Wednesday, January 9, 2019

Are Brand Names Better Part 2: Manwich and Kroger Pork Loin and a Tragic Tale of Pie

Are brand name products superior? 
I have one case where my opinion is that the brand name is absolutely the superior product and one where I feel the store brand rises to the top.
If you're making sloppy joes, it's worth it to spend the extra twenty-ish cents to buy Manwich. Manwich provides a thick, well-seasoned sauce for your ground meat of choice. If you prefer a vegetarian option, you could even mix Manwich sauce with some beans, corn, and potatoes for a tasty sloppy joe stew.
I found the Kroger brand sloppy joe sauce to be thin and overly tomato-ey. Saving twenty cents to buy this product was no savings when nobody wanted to eat it.
Conversely, I found that the Kroger seasoned pork loin smacked the Hormel seasoned pork loin right out of the park. The Kroger pork loin was tender and juicy with a well-balanced blend of spices. The Hormel pork loin just wasn't quite right. It came out on the dry side and the "mesquite barbecue" sauce tasted a lot like liquid smoke. It will work well enough in one of my leftover recipe creations, but nobody was keen for it in its first incarnation.
Since I'm cooking for just me and my son, I often have leftover pork loin. I have a go-to slow cooker chili which works well with any meat (or without any meat.) It's just one can of pinto beans drained and rinsed, a can of Ro-Tel, a small onion, two tablespoons of chili powder, and about a pound of meat, cooked on low for three hours or high for an hour and a half. For meat that's already cooked, you can reduce cook time on the low setting to two hours. 
I like to serve this chili either with baked potatoes or with tortillas. 

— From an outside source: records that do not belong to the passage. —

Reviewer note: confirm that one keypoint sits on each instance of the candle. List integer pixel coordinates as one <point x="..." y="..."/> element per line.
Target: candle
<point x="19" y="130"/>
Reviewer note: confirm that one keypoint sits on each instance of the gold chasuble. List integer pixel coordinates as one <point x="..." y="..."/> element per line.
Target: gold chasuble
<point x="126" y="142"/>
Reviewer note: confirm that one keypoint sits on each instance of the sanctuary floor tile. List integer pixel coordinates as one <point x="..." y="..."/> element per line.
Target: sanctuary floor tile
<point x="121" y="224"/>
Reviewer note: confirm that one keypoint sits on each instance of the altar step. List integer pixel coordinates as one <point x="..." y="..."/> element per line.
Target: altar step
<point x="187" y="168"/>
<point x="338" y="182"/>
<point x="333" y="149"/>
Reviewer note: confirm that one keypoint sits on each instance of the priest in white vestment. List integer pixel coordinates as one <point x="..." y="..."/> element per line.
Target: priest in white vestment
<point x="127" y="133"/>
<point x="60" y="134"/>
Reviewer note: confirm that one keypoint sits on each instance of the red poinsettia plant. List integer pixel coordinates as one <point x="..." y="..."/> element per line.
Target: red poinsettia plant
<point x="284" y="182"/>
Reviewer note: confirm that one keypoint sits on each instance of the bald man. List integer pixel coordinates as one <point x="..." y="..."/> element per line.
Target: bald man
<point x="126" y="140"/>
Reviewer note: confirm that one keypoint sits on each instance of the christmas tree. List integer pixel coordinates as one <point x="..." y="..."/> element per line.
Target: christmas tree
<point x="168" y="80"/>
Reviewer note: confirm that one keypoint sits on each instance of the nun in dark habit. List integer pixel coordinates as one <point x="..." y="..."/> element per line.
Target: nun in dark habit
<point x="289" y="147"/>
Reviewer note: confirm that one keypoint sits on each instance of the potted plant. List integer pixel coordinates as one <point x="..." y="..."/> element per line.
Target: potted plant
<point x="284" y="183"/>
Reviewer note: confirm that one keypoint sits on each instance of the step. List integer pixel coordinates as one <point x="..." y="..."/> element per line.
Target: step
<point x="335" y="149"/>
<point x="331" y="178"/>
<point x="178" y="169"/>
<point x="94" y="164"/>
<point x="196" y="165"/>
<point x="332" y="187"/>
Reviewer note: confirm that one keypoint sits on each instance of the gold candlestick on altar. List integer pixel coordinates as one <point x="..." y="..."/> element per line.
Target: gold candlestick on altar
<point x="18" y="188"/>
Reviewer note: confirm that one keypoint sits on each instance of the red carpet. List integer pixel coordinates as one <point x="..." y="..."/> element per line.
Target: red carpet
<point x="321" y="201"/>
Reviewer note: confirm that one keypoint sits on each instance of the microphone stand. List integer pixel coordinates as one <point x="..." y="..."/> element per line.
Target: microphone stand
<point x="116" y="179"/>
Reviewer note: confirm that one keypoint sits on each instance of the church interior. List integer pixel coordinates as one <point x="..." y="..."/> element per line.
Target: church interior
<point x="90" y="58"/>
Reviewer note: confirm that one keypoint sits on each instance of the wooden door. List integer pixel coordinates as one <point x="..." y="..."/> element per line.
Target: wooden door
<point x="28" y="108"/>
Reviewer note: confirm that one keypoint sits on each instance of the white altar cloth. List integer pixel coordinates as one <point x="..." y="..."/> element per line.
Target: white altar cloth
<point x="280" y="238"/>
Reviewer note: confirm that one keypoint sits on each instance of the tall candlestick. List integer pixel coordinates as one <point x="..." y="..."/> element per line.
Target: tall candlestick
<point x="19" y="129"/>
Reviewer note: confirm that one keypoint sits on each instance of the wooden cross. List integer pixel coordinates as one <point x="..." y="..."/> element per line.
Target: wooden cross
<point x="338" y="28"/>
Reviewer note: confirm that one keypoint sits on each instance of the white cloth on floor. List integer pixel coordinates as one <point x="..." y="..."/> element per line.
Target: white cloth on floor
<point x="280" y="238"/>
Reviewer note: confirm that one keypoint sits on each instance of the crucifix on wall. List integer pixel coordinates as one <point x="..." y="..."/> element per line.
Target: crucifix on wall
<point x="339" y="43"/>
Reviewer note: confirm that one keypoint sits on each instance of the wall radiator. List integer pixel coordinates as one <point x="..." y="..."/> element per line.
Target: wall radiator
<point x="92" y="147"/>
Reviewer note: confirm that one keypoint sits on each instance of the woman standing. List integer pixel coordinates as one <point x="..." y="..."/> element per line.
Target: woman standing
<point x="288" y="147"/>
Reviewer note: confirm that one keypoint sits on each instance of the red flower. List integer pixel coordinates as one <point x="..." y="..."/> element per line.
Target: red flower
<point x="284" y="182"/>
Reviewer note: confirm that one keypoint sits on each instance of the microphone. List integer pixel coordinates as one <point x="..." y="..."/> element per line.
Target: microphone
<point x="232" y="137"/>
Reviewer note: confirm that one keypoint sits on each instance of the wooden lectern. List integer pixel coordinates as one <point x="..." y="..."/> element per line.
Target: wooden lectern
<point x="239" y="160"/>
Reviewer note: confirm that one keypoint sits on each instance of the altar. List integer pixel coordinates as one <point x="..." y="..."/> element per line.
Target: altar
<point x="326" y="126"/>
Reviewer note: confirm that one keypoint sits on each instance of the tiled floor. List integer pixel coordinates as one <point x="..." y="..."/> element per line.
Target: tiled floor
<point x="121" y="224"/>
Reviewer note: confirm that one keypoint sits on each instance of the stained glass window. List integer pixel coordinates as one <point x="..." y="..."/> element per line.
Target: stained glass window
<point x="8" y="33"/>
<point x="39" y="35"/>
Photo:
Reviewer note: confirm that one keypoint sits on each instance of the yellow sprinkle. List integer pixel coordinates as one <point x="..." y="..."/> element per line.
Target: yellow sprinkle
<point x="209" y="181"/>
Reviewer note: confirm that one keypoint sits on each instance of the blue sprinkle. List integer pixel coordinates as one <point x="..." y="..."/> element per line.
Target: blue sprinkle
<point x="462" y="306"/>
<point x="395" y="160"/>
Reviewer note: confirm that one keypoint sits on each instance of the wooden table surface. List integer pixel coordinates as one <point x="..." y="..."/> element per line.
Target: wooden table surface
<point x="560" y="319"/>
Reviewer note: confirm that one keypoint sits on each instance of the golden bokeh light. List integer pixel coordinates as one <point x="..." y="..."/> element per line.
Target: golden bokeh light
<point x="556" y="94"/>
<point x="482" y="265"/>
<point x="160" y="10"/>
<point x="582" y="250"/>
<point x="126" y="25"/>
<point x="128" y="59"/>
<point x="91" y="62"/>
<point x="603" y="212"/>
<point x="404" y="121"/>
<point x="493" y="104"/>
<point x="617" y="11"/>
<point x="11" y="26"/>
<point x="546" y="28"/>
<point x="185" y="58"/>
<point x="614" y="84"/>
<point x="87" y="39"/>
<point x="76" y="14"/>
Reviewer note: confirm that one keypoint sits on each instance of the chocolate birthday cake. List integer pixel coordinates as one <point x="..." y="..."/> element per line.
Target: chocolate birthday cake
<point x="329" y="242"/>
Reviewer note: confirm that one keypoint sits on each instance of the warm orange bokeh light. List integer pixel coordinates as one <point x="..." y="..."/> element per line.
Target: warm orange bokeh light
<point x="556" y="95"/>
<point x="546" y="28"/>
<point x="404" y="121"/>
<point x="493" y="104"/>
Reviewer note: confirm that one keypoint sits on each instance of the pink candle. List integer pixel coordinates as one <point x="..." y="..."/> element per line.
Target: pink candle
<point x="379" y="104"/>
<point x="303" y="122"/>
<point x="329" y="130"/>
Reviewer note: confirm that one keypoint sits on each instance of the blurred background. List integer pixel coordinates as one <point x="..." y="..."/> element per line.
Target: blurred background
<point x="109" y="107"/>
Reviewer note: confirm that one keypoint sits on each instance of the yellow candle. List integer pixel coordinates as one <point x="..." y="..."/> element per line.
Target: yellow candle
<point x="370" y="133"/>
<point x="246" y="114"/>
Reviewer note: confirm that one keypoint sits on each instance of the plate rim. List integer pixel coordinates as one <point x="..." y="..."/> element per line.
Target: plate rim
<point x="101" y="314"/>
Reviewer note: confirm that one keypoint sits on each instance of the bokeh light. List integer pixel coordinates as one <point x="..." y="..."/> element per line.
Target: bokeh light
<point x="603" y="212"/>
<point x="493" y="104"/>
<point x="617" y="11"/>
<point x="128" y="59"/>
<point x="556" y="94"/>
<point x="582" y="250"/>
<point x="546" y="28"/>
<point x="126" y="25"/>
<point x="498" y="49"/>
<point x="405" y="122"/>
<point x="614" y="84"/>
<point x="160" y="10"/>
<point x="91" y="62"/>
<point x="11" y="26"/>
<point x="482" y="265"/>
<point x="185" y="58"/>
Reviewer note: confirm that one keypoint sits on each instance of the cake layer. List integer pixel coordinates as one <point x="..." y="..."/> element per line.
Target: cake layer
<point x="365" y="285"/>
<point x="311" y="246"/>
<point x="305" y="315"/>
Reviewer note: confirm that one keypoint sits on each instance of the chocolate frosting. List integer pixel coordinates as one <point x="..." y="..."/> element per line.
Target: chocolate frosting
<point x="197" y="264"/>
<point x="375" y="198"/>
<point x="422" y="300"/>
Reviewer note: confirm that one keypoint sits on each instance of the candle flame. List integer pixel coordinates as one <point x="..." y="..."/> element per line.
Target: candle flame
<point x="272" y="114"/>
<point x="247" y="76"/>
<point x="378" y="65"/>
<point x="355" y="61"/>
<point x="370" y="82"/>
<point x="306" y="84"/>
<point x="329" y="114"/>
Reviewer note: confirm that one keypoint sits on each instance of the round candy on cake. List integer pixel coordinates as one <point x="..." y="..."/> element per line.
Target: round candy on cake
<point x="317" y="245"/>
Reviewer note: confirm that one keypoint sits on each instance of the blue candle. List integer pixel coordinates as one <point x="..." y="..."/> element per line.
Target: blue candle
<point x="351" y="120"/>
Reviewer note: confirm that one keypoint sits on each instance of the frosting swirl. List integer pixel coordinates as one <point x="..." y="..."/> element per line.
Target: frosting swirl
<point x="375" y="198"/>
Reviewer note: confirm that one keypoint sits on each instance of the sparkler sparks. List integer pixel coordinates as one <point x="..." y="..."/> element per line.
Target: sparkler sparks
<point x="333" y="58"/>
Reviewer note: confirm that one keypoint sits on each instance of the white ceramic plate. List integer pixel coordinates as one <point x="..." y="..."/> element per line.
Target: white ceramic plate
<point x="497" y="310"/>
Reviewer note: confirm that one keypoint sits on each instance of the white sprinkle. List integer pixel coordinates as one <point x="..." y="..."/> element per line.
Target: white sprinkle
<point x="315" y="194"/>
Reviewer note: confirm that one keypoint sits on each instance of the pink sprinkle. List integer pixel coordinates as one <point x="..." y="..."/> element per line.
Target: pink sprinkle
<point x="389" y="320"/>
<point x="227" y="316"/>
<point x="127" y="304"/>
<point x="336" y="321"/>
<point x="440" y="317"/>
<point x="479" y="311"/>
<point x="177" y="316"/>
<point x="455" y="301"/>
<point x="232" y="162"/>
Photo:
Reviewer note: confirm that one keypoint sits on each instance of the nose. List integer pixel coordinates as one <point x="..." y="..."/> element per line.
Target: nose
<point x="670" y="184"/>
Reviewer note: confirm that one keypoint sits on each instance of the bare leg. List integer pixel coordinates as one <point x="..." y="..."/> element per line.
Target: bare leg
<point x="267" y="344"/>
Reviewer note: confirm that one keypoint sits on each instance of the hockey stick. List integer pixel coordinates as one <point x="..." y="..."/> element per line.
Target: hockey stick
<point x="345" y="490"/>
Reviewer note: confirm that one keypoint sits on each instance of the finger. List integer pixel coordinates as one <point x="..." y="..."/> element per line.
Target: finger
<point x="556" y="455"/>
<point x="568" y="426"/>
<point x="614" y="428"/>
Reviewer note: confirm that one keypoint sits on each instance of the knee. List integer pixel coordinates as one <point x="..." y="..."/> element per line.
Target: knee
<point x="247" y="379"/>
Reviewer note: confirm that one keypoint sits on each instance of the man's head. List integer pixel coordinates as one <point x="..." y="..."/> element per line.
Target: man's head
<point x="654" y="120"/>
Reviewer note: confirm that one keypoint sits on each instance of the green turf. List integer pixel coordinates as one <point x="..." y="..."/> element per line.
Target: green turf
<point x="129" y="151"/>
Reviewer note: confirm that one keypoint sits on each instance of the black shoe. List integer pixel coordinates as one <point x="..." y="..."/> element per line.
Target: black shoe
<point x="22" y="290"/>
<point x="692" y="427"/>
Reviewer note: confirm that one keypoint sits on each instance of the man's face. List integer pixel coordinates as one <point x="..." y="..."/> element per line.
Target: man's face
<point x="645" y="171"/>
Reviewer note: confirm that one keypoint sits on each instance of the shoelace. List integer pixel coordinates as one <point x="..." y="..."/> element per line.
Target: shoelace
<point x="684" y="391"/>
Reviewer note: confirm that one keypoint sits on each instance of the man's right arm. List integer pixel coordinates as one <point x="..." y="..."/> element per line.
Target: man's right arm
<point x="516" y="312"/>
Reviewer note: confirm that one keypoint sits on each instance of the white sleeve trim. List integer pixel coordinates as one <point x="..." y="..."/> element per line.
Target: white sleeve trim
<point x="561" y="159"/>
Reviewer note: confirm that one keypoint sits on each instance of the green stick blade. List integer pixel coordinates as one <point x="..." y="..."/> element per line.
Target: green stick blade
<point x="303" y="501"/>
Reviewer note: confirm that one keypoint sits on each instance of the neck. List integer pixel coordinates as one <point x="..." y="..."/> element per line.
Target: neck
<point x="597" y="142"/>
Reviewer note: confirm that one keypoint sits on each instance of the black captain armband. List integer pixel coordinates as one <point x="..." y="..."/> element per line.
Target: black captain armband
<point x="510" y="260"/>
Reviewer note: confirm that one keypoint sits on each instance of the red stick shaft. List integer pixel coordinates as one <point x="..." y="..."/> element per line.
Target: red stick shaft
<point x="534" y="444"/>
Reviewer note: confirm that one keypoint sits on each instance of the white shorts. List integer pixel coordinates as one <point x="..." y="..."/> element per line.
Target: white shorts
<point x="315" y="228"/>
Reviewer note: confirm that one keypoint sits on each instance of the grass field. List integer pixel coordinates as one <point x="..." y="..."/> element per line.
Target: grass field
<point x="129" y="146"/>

The Jennie-O turkey company used to make a delicious pre-seasoned ground turkey for tacos. If you're in Texas, I believe you can still find this product. But not in Colorado. I'm not sure why either. It seemed like it sold pretty well. In any case, I haven't been able to find taco seasonings that compare to their blend, and I'm irritated that they took it off the shelves. 
I'm starting to think there's a conspiracy with Texas food chains to get Coloradoans hooked on their products and then leave us hanging. Many years ago when dinosaurs roamed the earth, there was a restaurant called House of Pies which served huge slices of the most delicious pies. Their entrees were "meh," but I don't think anyone went there for the entrees. My favorite was the French Black Bottom Pie.
Well, lo and behold, one day doom came to Denver and the House of Pies was no more. They're still alive and well and baking pies in Texas, but no more for pie-loving Coloradoans. 
I found a recipe for French Black Bottom Pie and one of these days I'm going to actually get around to trying it. Somehow, I don't think it will live up to House of Pies glory, but it's highly unlikely that I'll ever wind up in Houston, so it's my best shot.